Budget shortfalls have exacerbated the use of mandatory overtime. When nurses are pressured or required to work double shifts, patients are placed at risk.  Burnout and greater staffing shortages are likely to occur.  The Safe Nursing and Patient Care Act of 2005 [H.R. 791, introduced by Representatives Pete Stark (D-CA) and Steve LaTourette (R-OH) / S. 351 introduced by Senator Edward Kennedy (D-MA)], would prohibit mandatory overtime in hospitals, except in cases of formally declared emergencies or where nurses felt it was safe to do so.

  1. The Veterans Benefits Administration needs additional staff and training to meet a growing and more complex caseload.

 

Between 2002 and 2005, the number of new compensation claims filed increased by 50,000. At the same time, staff levels dropped slightly. The number of multiple and complex claims is rising.
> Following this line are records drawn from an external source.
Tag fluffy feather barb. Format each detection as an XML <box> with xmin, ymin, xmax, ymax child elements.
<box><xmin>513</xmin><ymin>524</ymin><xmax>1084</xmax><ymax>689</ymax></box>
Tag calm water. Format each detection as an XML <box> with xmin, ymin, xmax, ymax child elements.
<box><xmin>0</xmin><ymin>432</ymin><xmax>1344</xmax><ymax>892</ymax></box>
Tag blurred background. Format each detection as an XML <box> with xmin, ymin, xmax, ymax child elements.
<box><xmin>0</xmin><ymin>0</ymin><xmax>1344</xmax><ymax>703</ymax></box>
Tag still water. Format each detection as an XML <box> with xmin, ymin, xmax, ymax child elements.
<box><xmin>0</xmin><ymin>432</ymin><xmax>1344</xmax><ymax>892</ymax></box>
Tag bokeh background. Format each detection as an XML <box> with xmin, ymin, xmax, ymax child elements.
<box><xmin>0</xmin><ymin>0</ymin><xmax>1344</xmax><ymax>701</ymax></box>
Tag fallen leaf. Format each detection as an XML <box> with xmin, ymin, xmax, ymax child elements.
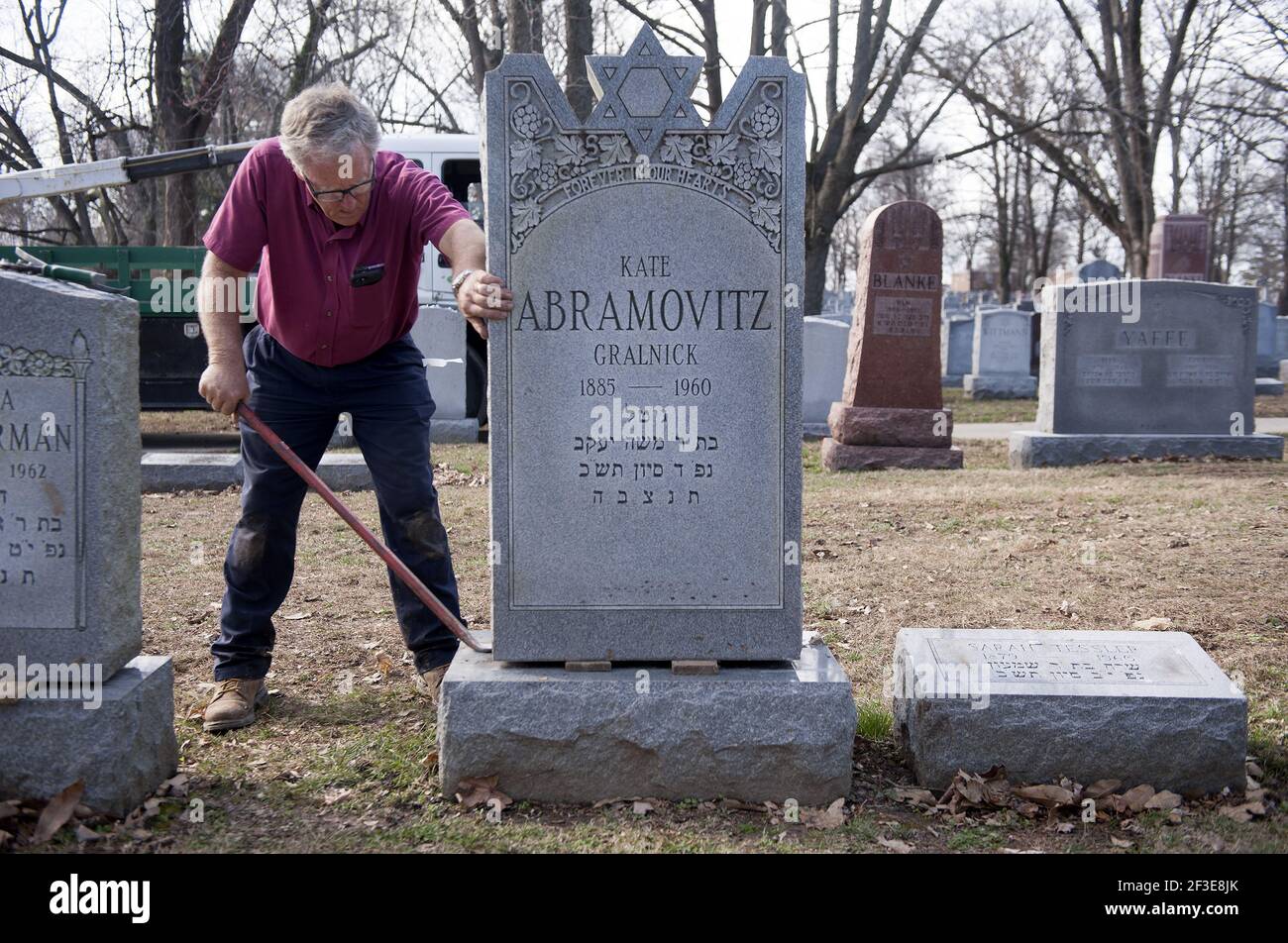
<box><xmin>1015</xmin><ymin>786</ymin><xmax>1074</xmax><ymax>809</ymax></box>
<box><xmin>939</xmin><ymin>767</ymin><xmax>1012</xmax><ymax>814</ymax></box>
<box><xmin>31</xmin><ymin>780</ymin><xmax>85</xmax><ymax>845</ymax></box>
<box><xmin>802</xmin><ymin>796</ymin><xmax>845</xmax><ymax>828</ymax></box>
<box><xmin>1145</xmin><ymin>789</ymin><xmax>1181</xmax><ymax>811</ymax></box>
<box><xmin>456</xmin><ymin>776</ymin><xmax>514</xmax><ymax>809</ymax></box>
<box><xmin>158</xmin><ymin>773</ymin><xmax>188</xmax><ymax>797</ymax></box>
<box><xmin>76</xmin><ymin>824</ymin><xmax>103</xmax><ymax>845</ymax></box>
<box><xmin>1122</xmin><ymin>784</ymin><xmax>1154</xmax><ymax>813</ymax></box>
<box><xmin>1082</xmin><ymin>780</ymin><xmax>1124</xmax><ymax>798</ymax></box>
<box><xmin>1220</xmin><ymin>802</ymin><xmax>1266</xmax><ymax>822</ymax></box>
<box><xmin>894</xmin><ymin>787</ymin><xmax>935</xmax><ymax>807</ymax></box>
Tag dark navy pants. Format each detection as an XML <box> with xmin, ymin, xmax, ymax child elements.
<box><xmin>210</xmin><ymin>326</ymin><xmax>460</xmax><ymax>681</ymax></box>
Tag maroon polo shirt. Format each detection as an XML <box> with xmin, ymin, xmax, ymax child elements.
<box><xmin>202</xmin><ymin>138</ymin><xmax>471</xmax><ymax>367</ymax></box>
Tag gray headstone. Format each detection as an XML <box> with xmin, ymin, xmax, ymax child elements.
<box><xmin>485</xmin><ymin>20</ymin><xmax>805</xmax><ymax>661</ymax></box>
<box><xmin>802</xmin><ymin>317</ymin><xmax>850</xmax><ymax>436</ymax></box>
<box><xmin>0</xmin><ymin>271</ymin><xmax>177</xmax><ymax>815</ymax></box>
<box><xmin>962</xmin><ymin>308</ymin><xmax>1037</xmax><ymax>398</ymax></box>
<box><xmin>894</xmin><ymin>629</ymin><xmax>1248</xmax><ymax>794</ymax></box>
<box><xmin>0</xmin><ymin>273</ymin><xmax>143</xmax><ymax>678</ymax></box>
<box><xmin>1078</xmin><ymin>259</ymin><xmax>1124</xmax><ymax>282</ymax></box>
<box><xmin>1038</xmin><ymin>279</ymin><xmax>1257</xmax><ymax>434</ymax></box>
<box><xmin>939</xmin><ymin>316</ymin><xmax>975</xmax><ymax>386</ymax></box>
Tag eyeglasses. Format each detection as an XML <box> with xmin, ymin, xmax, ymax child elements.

To better handle growing caseloads, DVA should:

  • Develop more accurate projections of future demand for claims processing that take into consideration veteran populations and changes in law and policy.
  • Ensure that staff receives comprehensive training.
  • Improve coordination between production and training standards set at the national level and those set locally.
  • Allow employee input into decisions regarding productivity and training.

 

Conclusion: AFGE urges Congressional and/or Departmental action in the following areas:

  • Assured funding formula for the VA health care budget.

 

  • Retain the spending ban on using VHA funds for cost comparisons.
  • All cost comparisons should be conducted through a fair competitive process and with financial oversight; moreover, cost comparisons should be conducted with an eye towards bringing contractor work back in-house.

 

  • The BPR initiative should include input from front line workers and veterans, and should be required to substantiate claims of management efficiencies.
  • AFGE and front line providers should have input into physician pay changes through compensation panels and other key groups.

 

  • The VA should address AFGE’s concerns over the leave freeze and other changes in the new physicians leave rule.
  • AFGE and management should be allowed to negotiate over staffing.

 

  • Saturday premium pay should be given to all VHA employees who work Saturday shifts.
  • Congress should pass mandatory overtime legislation.

 

  • VBA needs adequate staffing and resources to handle projected caseloads.